The villains are lemons — in an automotive sense. (Don’t try to understand their motivations; there’s some alt-fuel talk that is both ridiculous and circuitous, but ultimately, you won’t care.) The key henchmen are AMC Pacers and Gremlins, and there’s also some “Hugos” that look suspiciously like Yugos. (Perhaps there are still some Yugo execs somewhere who might have sued over their car’s portrayal.) The key to discovering the villain comes when Mater recognizes the obscure motor mount bolts. Really.
As we’ve discussed before, the Pixar people go out of their way to make the cars look realistic, and we saw quite a few iconic cars in this movie, as well. A couple of Fiat 500s stood out in the Italian scene, for example. What looks to be a three-wheel Reliant Robin (a British car) makes an appearance as a confidential informant in Paris.

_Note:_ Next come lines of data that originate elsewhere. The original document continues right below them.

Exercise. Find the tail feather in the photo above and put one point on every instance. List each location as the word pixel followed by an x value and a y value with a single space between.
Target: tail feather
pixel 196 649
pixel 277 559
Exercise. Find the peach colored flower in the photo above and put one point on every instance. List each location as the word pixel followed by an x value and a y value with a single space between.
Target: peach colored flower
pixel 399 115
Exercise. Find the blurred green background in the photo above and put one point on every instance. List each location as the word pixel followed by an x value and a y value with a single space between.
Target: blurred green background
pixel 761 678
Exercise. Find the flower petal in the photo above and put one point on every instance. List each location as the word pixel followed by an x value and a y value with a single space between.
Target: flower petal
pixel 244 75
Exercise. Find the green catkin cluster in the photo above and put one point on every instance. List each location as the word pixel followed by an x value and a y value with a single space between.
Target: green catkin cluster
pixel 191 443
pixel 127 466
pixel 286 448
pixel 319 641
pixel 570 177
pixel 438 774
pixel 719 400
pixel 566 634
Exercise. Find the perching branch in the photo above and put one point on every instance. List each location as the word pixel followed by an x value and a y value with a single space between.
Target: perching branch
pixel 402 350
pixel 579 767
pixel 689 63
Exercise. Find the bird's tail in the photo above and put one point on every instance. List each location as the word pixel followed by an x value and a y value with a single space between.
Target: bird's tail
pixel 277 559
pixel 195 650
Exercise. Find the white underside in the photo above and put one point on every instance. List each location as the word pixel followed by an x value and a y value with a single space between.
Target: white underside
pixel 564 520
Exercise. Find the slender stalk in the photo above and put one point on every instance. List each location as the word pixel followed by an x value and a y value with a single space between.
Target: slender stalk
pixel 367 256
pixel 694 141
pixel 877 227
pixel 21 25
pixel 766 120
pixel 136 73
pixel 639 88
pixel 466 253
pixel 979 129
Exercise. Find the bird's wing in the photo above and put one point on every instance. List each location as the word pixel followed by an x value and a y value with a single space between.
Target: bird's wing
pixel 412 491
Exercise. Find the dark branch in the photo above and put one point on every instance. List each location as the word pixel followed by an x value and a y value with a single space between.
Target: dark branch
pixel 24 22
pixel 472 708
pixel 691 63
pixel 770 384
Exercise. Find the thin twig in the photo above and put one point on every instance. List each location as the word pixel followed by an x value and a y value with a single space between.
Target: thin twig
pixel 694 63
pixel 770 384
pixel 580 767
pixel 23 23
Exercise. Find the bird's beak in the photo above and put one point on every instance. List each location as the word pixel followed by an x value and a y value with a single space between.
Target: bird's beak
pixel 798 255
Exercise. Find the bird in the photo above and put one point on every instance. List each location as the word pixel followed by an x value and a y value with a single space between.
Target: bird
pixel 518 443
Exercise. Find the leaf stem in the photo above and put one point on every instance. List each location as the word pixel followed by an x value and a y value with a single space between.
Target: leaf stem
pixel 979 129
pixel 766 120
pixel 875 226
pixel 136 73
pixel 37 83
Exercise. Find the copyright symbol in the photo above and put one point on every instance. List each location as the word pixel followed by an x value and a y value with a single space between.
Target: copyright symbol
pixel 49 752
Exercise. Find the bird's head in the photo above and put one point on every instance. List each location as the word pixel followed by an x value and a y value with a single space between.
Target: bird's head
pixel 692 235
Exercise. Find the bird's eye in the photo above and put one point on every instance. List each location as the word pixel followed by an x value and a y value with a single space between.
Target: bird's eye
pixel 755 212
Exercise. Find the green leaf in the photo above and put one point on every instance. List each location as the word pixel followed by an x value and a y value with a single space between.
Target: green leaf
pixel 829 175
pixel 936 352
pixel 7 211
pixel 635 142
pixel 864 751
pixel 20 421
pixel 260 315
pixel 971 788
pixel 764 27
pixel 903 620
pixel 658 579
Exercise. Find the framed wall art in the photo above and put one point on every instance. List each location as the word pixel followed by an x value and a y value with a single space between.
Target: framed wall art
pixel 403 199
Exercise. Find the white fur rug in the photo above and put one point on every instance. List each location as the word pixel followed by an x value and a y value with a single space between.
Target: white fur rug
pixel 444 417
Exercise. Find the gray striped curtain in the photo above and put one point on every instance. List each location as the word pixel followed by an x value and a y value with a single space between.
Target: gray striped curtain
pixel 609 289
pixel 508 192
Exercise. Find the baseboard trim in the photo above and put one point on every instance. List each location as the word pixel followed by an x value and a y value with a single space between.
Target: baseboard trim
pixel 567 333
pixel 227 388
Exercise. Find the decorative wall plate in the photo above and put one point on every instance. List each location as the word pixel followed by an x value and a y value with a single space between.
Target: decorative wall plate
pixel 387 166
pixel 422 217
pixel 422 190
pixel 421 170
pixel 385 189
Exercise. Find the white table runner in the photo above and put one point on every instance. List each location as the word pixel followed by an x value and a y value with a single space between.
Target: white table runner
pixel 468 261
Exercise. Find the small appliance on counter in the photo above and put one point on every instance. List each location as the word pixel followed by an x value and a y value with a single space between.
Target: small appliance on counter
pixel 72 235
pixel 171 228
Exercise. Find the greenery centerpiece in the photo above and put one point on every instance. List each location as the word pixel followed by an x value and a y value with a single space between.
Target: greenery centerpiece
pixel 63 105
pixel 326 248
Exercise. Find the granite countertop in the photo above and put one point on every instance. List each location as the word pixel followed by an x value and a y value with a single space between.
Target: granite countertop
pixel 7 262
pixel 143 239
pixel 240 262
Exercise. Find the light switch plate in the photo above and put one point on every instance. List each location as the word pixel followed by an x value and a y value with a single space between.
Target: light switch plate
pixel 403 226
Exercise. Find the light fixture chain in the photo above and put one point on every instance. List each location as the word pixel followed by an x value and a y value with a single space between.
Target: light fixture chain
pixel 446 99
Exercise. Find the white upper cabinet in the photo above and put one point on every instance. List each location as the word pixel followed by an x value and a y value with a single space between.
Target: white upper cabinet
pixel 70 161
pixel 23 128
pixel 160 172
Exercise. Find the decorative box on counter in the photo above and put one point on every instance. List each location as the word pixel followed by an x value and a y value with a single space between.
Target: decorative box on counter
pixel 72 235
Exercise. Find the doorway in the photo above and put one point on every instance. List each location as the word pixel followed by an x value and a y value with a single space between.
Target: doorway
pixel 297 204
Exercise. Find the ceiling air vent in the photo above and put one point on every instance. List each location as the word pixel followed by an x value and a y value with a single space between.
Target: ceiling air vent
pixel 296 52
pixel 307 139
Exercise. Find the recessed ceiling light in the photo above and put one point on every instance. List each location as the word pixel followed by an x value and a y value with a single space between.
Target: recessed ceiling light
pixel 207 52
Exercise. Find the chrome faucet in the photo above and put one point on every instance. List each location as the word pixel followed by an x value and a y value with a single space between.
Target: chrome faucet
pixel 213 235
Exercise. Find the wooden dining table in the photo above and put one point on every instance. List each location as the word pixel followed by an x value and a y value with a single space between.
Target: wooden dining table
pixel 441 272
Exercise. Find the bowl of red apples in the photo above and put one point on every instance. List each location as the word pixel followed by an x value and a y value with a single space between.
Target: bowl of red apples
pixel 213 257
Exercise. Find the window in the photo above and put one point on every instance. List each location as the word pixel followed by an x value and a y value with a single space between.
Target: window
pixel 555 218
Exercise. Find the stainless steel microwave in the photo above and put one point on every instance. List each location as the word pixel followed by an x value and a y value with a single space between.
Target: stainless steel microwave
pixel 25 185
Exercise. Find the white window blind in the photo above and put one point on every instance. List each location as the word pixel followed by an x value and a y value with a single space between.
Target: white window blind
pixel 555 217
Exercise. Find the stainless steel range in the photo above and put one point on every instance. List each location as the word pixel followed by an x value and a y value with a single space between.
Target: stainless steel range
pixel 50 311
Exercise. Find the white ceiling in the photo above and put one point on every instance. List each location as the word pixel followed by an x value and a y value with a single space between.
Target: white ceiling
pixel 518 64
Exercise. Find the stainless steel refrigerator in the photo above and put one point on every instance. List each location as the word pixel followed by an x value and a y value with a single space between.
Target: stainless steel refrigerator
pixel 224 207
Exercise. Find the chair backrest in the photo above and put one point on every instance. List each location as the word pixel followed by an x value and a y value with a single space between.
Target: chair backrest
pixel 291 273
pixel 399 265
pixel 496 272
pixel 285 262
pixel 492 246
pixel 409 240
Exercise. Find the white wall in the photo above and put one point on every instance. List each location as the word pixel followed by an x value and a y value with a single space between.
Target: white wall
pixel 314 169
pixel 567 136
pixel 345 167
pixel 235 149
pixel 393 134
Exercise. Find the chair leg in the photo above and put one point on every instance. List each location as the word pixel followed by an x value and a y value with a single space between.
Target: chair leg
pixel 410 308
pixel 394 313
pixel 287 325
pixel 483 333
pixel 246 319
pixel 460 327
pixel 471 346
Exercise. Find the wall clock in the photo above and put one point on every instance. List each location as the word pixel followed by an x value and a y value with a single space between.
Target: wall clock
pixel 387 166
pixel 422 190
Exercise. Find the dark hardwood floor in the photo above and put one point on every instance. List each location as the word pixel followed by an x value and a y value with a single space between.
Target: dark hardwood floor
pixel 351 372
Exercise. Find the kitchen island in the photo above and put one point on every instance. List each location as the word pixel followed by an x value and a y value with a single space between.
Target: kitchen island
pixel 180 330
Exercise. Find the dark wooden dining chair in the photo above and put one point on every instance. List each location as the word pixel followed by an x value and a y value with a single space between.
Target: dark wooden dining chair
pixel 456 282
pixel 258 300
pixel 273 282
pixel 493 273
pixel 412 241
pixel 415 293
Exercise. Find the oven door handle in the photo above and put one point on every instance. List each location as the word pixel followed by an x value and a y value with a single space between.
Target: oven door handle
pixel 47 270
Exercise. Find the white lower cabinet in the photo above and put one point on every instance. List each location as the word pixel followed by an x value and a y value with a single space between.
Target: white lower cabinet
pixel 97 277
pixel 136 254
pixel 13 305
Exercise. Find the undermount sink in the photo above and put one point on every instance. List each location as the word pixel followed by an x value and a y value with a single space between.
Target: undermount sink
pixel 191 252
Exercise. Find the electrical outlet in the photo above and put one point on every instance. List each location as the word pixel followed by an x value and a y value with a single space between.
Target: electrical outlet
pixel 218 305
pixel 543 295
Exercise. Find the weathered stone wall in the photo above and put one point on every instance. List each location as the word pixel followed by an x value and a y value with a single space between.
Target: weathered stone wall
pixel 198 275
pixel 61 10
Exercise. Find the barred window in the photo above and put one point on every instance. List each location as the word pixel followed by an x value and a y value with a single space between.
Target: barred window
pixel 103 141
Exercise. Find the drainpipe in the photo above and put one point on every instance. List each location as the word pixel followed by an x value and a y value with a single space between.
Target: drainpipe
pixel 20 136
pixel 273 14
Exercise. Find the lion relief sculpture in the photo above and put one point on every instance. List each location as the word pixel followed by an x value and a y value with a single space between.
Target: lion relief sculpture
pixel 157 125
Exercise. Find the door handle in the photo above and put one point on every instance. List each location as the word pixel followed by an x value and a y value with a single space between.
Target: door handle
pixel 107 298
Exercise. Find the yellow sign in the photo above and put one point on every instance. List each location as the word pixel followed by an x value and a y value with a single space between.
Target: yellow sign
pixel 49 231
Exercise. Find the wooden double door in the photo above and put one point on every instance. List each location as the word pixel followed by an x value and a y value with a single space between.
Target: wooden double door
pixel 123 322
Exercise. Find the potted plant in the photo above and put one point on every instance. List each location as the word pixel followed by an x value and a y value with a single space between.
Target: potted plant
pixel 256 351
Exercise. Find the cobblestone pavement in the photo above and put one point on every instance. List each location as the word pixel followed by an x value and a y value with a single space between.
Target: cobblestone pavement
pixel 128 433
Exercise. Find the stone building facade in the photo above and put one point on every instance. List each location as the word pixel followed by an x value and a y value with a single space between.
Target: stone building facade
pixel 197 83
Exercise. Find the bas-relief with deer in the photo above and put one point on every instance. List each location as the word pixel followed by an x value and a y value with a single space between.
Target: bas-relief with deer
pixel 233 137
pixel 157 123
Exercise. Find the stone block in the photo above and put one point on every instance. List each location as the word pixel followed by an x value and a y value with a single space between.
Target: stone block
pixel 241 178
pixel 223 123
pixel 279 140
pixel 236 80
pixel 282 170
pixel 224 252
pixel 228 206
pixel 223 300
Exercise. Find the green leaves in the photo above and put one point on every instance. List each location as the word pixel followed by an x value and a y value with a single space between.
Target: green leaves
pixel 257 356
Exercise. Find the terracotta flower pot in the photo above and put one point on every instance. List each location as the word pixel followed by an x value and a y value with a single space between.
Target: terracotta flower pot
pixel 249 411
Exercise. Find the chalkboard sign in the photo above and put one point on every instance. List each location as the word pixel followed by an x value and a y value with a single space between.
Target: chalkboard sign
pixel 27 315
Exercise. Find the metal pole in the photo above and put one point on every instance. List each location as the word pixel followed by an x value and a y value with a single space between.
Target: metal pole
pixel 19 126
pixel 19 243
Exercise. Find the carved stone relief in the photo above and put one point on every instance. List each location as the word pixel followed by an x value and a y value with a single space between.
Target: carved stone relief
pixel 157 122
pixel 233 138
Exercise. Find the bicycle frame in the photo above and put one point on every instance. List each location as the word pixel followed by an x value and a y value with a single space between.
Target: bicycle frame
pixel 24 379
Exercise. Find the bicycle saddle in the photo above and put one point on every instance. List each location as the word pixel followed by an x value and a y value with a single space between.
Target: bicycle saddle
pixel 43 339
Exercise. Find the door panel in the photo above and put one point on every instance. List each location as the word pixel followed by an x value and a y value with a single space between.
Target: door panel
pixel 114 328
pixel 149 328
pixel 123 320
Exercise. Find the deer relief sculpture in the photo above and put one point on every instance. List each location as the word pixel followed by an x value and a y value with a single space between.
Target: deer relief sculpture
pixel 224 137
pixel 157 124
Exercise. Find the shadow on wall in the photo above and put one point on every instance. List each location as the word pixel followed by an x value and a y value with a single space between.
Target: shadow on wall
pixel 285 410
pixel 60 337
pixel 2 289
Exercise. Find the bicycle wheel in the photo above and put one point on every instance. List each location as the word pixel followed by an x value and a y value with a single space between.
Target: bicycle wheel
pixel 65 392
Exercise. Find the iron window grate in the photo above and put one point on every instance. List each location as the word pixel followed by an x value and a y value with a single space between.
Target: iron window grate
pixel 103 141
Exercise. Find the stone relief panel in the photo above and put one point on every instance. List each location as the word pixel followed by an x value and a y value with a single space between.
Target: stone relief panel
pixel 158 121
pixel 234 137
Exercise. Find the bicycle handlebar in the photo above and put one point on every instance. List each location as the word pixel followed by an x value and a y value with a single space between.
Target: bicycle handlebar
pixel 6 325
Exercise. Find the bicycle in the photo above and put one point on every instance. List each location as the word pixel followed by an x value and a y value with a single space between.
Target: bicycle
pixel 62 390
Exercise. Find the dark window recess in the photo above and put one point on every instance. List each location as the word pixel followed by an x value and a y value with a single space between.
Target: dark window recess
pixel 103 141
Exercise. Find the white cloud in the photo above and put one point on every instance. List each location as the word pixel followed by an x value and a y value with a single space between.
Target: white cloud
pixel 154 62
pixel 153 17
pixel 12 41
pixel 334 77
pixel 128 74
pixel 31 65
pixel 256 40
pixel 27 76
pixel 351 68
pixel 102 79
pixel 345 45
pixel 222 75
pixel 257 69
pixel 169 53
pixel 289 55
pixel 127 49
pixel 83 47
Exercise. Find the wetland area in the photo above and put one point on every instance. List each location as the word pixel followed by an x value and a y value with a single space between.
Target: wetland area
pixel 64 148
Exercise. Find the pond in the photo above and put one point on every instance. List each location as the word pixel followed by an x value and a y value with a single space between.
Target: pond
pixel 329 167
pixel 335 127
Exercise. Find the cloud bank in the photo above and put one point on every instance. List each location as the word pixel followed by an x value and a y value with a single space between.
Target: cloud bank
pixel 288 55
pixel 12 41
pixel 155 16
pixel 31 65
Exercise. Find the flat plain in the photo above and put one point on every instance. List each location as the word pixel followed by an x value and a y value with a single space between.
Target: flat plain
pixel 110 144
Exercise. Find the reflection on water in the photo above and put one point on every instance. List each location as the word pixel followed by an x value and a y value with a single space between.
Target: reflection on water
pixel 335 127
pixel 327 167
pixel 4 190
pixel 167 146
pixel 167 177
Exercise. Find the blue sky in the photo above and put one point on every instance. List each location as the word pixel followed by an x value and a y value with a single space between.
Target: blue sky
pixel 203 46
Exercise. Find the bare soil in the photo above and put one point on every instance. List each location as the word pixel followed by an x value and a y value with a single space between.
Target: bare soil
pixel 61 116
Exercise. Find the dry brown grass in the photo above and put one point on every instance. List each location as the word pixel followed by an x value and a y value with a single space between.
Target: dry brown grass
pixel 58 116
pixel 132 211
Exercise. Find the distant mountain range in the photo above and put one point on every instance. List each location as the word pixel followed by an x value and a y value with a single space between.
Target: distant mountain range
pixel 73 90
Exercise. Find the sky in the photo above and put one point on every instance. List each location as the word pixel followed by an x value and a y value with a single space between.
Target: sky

As a “fish-out-of-water” character, Mater excels. His visit to an automated toilet in Tokyo is worth the price of admission all on its own. His interactions with Finn McMissile (voiced by Michael Caine) are terrific, with a fair dash of action borrowed from both Bond and Pixar’s own “The Incredibles.” Where the first “Cars” was a sleepy affair for much of the movie, matching the tone of Radiator Springs, “Cars 2” is an action flick from the word go. It’s a welcome increase in energy, and it’s a much more parent-friendly movie than the original as a result.
There are other movie homages, as well; when the bad-guy bosses get together, it’s like a scene out of “The Godfather: Part III.” Many of the racing shots seem right out of “Grand Prix,” director John Frankenheimer’s great racing flick.
The tension in the plot comes when Mater gets distracted by a girl during the first race in Tokyo, causing McQueen to make a key mistake. McQueen sends him packing, and Mater gets picked up at the airport and whisked into the spy adventure of his lifetime. As one might expect in a Pixar movie, there’s a fair amount of talk about the movie’s message, though thankfully, the deepest delving into it comes in a comic-action sequence near the end that plays as both a chase and couple’s therapy session.
The most interesting concept to emerge is Mater’s love for the dents he’s gathered with McQueen along the way. His spy girlfriend Holly Shiftwell (voiced by Emily Mortimer) puts it this way: “I’m going to go out and get some more dents.” Not a bad approach to life.
Fans of the original movie who want to see a focus on McQueen may be disappointed, but Mater keeps the sometimes-intense action light, and the magic of the Pixar animators make this a movie you’ll want to watch several times (with the ability to pause) in order to catch all the automotive in-jokes.